The period of seven weeks, from Tisha B’Av to Rosh Hashanah, is the time allotted to us to rebuild and start anew. This year is different. Even the rock bottom of Tisha B’Av is still wobbling and not stable enough on which to build. Perhaps this is the meaning of the opening of Psalm 24: “The earth is the Lord’s and all that it holds, the world and its inhabitants. For He founded it upon the seas, and established it upon the floods.” Like many rabbis, I decided to dedicate these seven weeks to preparing for the High Holidays and to talking about them to my students and congregants. So what message is appropriate for this year?
Rosh Hashanah is naturally associated with the beginning – the first covenant, with Abraham. This gave birth to the idea of dedicating each of the seven weekly Lunch and Learn sessions to one of the three patriarchs or four matriarchs — Abraham, Isaac and Jacob; Sarah, Rebecca, Rachel and Leah. Perhaps we can find a message there. What guided each of them and propelled them to perpetuate their relationship with God and to build the Jewish people?
So far we’ve discussed Abraham, Sarah, and Isaac.

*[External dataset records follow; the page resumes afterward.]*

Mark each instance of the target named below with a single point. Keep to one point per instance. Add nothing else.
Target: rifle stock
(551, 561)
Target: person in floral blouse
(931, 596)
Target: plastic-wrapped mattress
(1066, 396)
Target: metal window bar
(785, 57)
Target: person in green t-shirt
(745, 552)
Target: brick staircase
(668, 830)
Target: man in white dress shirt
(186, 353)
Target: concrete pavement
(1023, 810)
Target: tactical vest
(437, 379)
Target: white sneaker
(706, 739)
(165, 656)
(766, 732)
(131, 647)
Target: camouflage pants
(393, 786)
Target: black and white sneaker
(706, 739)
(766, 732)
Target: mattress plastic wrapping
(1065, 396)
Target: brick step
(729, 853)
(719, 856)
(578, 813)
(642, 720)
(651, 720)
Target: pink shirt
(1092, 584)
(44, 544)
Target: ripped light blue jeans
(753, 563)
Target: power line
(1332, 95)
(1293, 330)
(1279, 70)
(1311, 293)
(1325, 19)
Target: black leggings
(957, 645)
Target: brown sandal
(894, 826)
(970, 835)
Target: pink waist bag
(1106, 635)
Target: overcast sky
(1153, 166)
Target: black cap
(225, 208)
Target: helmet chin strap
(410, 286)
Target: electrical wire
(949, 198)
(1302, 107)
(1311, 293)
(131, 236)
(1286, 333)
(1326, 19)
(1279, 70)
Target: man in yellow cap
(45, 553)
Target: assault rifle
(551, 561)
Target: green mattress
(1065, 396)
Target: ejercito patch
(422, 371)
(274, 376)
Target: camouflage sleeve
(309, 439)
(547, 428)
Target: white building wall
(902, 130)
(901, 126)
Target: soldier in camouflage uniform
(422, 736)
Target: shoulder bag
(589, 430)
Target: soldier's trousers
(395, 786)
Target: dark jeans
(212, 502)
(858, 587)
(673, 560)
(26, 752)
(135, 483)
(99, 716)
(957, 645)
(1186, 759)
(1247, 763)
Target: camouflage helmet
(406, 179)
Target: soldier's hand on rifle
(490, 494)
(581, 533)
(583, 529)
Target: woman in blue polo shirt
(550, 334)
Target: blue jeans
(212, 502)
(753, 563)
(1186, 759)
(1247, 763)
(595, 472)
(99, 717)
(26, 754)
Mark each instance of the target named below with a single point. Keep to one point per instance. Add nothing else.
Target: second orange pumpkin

One of the clues about their journey is that they lived their lives with a sense of mission. They, and therefore we, believe in a destination — going from one point to another. Even if that point is allusive, we continue forward. Furthermore, our forbearers teach us that, as each of them, each of us has a unique covenant, a unique conversation with God. It is up to each of us to trod our own mysterious path.
As we begin the month of Elul, the month of repentance — Teshuvah — “I return to My beloved, and My beloved returns to me.” As we read in Isaiah 54, the Haftarah for the fourth week of consolation leading to Rosh Hashanah: “For the mountains may move and the hills be shaken, but my loyalty shall never move from you, nor My covenant of friendship be shaken — said the Lord, who takes you back in love.” Basically, the covenant with God is a marriage that may experience a period of separation but will never result in the breaking of the matrimony.
In the next four weeks, we will continue to explore the paths of the matriarchs and patriarchs, to study the contribution each offers to the Jewish continuum and, moreover, how each shows us how to view our own individual contributions. Once a year, we see an ingathering of all types of Jews — the Abrahams, the Sarahs, the Isaacs, the Rebeccas, the Jacobs, the Leahs, and the Rachels. We welcome them all.
This year, we will celebrate the holidays mainly online. With the help of God and Zoom, we will overcome the inherent obstacles, and enjoy the benefits of expanding our space. And although we will meet differently, we will still meet to affirm our covenants — all of them.
Looking forward to seeing all of you with us in the new year — 5781.